It is to no one’s surprise that fake news is rampant across the internet. Thankfully, there has been increasing interest in thwarting this wave of misinformation through the help of machine learning. Kaggle competitions on fake news detection have displayed impressive ranges of accuracy on the test datasets. However, it is without a doubt very difficult to detect fake news on inference and label it as such. Also, this raises the question of thresholds. If the model’s softmax yields a value that is somewhere in the middle can we confidently say to people that a certain news article is fake? Furthermore, can we provide a label to people about certain news articles without really fact-checking the content?
That’s why we shifted our approach to do something no one has ever done; gamify news itself.
What it does
Our website aggregates news from various media sites and uses a PyTorch-based neural net model to classify articles as fake or real. This model is trained on a fake/real news dataset obtained from Kaggle. The model’s prediction is shown to the user, and user input is also taken to measure users’ agreement with the model. Articles can be sorted by genre and date.
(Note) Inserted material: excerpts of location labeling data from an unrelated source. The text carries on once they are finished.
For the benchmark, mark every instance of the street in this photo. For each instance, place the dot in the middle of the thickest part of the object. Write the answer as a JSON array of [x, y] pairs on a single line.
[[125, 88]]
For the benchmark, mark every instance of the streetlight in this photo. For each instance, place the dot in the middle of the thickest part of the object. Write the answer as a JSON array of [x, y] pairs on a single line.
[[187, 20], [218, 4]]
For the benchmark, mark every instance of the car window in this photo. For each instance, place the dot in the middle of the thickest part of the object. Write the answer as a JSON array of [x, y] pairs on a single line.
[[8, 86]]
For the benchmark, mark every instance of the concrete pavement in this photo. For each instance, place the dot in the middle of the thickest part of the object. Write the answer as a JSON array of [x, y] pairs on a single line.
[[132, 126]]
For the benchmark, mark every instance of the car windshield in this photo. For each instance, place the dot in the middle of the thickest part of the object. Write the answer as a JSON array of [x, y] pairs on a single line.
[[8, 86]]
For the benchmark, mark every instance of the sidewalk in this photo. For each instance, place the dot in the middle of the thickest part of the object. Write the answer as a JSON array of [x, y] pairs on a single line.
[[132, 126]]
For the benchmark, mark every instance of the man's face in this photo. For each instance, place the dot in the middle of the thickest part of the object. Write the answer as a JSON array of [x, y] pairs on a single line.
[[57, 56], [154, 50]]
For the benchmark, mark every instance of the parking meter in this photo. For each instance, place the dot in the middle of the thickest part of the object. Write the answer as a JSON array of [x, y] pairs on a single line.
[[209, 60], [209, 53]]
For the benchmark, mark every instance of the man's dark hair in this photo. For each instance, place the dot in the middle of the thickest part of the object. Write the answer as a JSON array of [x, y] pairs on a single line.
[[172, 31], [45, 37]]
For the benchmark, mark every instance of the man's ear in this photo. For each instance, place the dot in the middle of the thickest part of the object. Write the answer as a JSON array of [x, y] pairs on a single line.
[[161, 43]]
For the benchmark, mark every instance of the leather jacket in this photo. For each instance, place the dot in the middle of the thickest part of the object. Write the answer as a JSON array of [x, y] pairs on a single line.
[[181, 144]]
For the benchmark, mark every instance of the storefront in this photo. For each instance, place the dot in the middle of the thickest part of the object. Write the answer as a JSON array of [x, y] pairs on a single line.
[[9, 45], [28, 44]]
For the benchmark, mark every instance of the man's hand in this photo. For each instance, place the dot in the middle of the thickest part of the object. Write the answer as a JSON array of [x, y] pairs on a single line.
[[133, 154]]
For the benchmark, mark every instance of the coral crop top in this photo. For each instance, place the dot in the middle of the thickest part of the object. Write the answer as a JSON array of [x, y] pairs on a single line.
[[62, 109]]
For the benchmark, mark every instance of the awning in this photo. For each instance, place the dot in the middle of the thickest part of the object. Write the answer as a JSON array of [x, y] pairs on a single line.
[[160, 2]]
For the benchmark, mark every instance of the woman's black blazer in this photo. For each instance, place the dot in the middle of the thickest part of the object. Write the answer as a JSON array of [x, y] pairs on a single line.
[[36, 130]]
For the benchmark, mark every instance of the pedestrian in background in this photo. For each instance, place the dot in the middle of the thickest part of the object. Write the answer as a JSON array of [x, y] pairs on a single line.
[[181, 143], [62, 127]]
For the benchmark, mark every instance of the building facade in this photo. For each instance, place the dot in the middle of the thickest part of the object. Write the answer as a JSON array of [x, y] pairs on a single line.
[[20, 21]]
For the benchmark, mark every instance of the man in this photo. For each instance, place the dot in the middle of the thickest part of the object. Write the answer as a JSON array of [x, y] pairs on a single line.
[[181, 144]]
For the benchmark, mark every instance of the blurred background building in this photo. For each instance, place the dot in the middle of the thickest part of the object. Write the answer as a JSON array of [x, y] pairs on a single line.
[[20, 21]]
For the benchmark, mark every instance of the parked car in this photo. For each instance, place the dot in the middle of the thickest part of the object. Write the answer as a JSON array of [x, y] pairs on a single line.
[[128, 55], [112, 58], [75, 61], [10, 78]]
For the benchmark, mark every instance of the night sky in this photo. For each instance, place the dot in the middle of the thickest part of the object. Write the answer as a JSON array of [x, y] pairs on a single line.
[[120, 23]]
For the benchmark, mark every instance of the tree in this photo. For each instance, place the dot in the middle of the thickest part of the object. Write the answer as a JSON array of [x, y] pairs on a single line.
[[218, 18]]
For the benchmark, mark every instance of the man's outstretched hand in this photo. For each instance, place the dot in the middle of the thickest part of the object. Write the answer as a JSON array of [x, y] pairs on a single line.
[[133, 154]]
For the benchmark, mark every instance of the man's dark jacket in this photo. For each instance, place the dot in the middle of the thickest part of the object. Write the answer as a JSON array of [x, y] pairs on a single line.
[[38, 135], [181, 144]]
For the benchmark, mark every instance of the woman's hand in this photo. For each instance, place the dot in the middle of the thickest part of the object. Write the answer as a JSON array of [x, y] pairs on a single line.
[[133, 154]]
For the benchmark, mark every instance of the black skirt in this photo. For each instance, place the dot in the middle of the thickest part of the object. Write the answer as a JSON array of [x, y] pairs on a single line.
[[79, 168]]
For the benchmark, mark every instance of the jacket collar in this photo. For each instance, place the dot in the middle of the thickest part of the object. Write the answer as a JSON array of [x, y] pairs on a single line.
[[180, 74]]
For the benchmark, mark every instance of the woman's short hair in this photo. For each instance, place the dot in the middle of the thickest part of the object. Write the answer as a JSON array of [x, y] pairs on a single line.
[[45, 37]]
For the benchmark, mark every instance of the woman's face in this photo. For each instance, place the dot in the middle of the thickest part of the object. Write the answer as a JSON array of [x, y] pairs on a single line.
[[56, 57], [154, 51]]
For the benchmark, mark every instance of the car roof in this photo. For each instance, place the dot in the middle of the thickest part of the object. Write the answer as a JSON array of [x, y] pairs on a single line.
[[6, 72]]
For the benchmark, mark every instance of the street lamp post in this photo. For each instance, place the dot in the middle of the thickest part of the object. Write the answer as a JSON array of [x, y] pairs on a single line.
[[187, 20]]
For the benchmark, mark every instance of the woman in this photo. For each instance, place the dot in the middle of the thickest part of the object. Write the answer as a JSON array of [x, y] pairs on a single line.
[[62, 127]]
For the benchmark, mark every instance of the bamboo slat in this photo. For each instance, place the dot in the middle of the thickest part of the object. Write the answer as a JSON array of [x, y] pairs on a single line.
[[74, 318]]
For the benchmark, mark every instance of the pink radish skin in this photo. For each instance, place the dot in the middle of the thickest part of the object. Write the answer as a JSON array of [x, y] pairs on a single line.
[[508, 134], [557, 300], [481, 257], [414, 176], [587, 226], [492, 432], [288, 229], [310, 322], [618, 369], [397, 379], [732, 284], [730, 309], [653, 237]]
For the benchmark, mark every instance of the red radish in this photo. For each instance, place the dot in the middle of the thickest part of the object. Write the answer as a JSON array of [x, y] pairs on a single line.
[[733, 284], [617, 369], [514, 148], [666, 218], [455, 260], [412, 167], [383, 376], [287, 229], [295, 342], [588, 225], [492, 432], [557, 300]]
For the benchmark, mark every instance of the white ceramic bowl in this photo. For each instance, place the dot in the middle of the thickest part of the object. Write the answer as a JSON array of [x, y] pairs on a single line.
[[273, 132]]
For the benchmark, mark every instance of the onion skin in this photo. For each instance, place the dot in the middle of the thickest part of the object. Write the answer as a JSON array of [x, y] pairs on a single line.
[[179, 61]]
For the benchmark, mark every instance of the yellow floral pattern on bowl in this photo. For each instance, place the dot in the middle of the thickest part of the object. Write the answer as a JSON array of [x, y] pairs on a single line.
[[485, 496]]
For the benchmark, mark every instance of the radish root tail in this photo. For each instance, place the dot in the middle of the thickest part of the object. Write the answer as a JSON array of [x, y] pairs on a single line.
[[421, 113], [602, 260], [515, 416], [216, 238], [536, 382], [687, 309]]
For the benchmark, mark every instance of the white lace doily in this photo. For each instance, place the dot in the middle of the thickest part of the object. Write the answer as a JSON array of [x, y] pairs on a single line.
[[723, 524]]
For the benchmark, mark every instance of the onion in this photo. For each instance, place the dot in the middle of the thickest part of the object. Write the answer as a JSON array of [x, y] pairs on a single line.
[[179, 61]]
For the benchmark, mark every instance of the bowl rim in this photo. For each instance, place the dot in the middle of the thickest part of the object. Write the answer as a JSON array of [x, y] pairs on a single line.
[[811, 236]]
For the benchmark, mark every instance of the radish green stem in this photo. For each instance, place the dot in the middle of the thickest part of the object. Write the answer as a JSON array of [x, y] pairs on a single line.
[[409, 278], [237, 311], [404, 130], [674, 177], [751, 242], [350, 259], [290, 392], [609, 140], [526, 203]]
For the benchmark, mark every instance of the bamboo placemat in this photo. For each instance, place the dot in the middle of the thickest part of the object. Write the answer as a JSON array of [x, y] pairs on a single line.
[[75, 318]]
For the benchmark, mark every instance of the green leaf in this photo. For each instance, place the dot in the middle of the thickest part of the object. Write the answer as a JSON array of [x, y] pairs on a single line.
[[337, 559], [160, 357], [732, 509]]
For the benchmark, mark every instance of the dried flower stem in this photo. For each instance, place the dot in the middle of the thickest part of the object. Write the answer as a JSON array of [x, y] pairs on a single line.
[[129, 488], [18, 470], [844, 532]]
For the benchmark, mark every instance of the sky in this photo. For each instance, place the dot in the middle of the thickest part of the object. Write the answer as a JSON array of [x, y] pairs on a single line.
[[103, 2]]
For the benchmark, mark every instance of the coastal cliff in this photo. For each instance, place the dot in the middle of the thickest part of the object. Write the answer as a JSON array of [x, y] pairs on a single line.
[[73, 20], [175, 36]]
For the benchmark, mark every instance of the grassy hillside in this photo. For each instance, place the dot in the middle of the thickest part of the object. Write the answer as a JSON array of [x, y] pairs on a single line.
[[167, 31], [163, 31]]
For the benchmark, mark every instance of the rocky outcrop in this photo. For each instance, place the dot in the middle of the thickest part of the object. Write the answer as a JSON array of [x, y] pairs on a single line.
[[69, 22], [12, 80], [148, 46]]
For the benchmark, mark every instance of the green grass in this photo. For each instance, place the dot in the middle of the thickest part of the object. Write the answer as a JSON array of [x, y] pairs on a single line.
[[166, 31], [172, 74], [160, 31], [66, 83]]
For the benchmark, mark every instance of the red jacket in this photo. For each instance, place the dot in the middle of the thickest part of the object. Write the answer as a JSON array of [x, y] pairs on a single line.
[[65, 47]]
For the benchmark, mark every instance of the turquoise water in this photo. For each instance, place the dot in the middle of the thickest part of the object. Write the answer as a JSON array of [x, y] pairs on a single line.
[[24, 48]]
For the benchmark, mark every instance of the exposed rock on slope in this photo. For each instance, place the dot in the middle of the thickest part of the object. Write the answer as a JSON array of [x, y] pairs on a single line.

I think this revolutionizes how we view news in two folds.
Firstly, we are actually stepping away from personalizing data to give a more objective view of how an individual may approach new information. With pied paper you are not simply given true news. We are giving the user the power to decide whether an article is true or fake based on their interpretation, AND then giving them feedback. Even then we are not telling the users that they are wrong or right. We are simply displaying information about how other people think and what machines think. This way I think we can more naturally engage users to become more thoughtful in how they approach new information.
Secondly, we are incentivizing users to read the news more carefully and thoroughly because we have essentially gamified news. At the end of every article, you are being tested for your objectivity and are compared with everyone else.
Furthermore, I think the data obtained from the dataset can be fed back into the ML dataset as some sort of bias to help build a better model that can detect fake news on inference.
How I built it
We used TorchText for language preprocessing ( padding news articles and such). Then using AWS Sagemaker we hosted the .pth on an endpoint which can be accessed by AWS gateway through AWS lambda.
We used Express Js along with Node to orchestrate feeding and fetching articles from the AWS Sagemaker endpoint. We used Postgres to store the retrieved data in an SQL format so that categorization and searching were made much quicker.
We used React JS to design the user interface, Redux to handle state management and Material UI for css theming. NewsAPI was used to fetch the news themselves.
Challenges I ran into
- Optimizing the model
- Designing the front-end to give a feeling of choice to users
- Using AWS Sagemaker to host Pytorch endpoint
Accomplishments that I'm proud of
We have a pretty robust prototype running at piedpaper.net! Tell us how you feel about the website and interact with it as much as possible.
What I learned
We learned as a team how to integrate an existing PyTorch model into something that can be used on inference time to create a hands-on machine learning experience. We also learned that ON AVERAGE, fox news seems to be the news outlet with most of their news labeled as 'fake'.
What's next for Pied Paper
*Create a better data visualization and metric for the true/false values of the users. ( Make it more interactive !)
*Improve our machine learning model for better accuracy. And perhaps use our user input as some kind of a bias in the algorithm.
*Create a dedicated user experience by allowing them to log in and record their scores.